According to a new article published in the American magazine Forbes, Zambia’s democracy is facing significant risks following repeated arrests of opposition leaders, harassment of journalists and NGOs, and attacks on the independence of the judiciary by the Patriotic Front government of President Michael Sata.
South Africa’s Mail & Guardian recently reported: “Opposition leaders arrested, youth meetings banned, political rallies blocked by riot police, allegations of judicial interference and ministerial corruption, smear campaigns in government media and threats and lawsuits against journalists are not part of the image most people have of Zambia, supposedly one of Africa’s most peaceful democracies.”
Members of the diplomatic community have begun to speak out, earning a rebuke from President Sata, who publicly directed “the minister of foreign affairs to address the issue of diplomats meddling in internal affairs of the country.” Ironically, while outside government Sata met with foreign diplomats, seeking their support.
According to the Forbes article, opposition figures complain that the president, nicknamed “King Cobra,” is dragging the country back to a one-party system. Nevers Mumba, who heads the MMD, rejected the claim “that Sata and the PF are merely doing to us what we did to them when we were in government,” contending that opponents then could “criticize and organize freely and they did so every day. Now we cannot even hold a meeting inside a room without fearing arrest.”
Mumba is quoted by Forbes saying that what appears to be a government campaign of intimidation results from the regime’s fear of its own failures: “This crackdown flows from the fact that the PF has been unable to deliver on its campaign promises, and it is increasingly clear that it is impossible for them to deliver on these promises. Their great fear is that the opposition will expose this truth, so they are attempting to silence us by unlawfully violating our freedom of assembly.”
The magazine article highlights a press conference that took place on Feb 12, 2013 in Johannesburg by the Coalition for the Defense of Democratic Rights, which was formed as a self-described “legal defense alliance … in response to increasing harassment and interference by the authorities.”
The CDDR is presenting a big report denouncing the alleged violations by the PF government to the Commonwealth Ministerial Action Group (CMAG), demanding Zambia’s temporary suspension from the Commonwealth.

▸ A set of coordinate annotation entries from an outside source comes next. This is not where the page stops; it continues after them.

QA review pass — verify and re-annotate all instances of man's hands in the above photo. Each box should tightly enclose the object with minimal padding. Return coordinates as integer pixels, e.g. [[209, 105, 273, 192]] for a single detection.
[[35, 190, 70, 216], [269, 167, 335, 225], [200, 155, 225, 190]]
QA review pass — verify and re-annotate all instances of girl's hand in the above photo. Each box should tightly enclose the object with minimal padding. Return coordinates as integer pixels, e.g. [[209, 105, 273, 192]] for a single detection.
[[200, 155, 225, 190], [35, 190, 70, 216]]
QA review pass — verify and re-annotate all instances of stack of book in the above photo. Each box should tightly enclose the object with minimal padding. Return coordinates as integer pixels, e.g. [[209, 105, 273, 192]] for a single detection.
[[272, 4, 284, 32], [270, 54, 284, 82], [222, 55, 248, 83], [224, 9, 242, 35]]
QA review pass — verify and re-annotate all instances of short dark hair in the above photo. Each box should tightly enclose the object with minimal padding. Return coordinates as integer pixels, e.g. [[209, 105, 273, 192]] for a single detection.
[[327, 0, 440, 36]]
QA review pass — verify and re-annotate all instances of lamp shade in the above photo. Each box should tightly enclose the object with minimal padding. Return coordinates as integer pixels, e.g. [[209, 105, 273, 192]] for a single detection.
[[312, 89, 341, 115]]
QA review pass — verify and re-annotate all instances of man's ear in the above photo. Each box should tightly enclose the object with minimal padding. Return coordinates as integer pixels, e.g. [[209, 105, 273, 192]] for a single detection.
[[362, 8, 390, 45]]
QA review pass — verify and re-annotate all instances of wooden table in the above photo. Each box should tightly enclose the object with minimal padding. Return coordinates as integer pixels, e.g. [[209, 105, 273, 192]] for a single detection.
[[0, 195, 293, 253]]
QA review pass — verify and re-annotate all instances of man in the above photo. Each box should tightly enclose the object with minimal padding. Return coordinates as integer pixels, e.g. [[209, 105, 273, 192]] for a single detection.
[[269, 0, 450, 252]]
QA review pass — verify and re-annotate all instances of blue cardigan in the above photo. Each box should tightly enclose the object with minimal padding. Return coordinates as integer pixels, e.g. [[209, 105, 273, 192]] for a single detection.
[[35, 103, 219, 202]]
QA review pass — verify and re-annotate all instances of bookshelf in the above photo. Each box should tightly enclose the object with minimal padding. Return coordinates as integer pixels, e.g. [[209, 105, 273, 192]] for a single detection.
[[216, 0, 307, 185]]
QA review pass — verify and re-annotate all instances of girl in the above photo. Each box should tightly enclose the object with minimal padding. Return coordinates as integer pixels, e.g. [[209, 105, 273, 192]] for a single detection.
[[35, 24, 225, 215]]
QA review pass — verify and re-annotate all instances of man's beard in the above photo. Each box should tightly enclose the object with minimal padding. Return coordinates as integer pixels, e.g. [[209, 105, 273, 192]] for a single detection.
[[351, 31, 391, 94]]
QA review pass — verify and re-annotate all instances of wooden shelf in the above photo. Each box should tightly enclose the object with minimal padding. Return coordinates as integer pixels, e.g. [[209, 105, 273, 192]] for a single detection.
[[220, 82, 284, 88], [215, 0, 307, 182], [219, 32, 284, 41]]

CDDR presented evidence of “politically motivated persecution of democratic opponents” through “repeated arrests of opposition figures on false pretenses, defamation, and fictitious accusations of criminal activity levied against opponents of the state.” Obviously it is difficult to judge the legitimacy of any particular legal charge, but so far the government’s effort has led to few trials and convictions. Simply claiming an offense can inflict political damage and discourage further public involvement.
The report also warned of an “existential threat” to the “rule of law and judicial independence.” The PF pledged to fill the judiciary with its members and President Sata suspended three judges involved in a case involving the Post’s owner-editor. The Justice Minister complained of “a dictatorship of the judiciary” which needed to be “nipped in the bud.” He even threatened to dissolve the judiciary if necessary.
According to Forbes, CDDR concluded its report with an appeal for Commonwealth intervention: “These violations of Commonwealth values without impunity are destroying the constitutional separation of power and its check and balances on the power of the presidency, creating real fears and uncertainty over Zambia’s future as a democracy.”
Robert Amsterdam, attorney for Rupiah Banda and the CDDR, told the Forbes journalist: “Given this government’s established pattern of using violence and ethnic hate speech as a political strategy, we should be very concerned over what could happen next.” He urged action before “another democracy is ruined in Africa.”
The article states: “Zambia is no dictatorship. But the trend is worrisome, and goes beyond the tendency of all politicians every where to manipulate power to their advantage.” The UPND’s Hichilema, who faces multiple government prosecutions, warned: “Everyone talks about Zimbabwe, but never about Zambia. We hope the world does not wait until there is bloodshed here before they take any action.”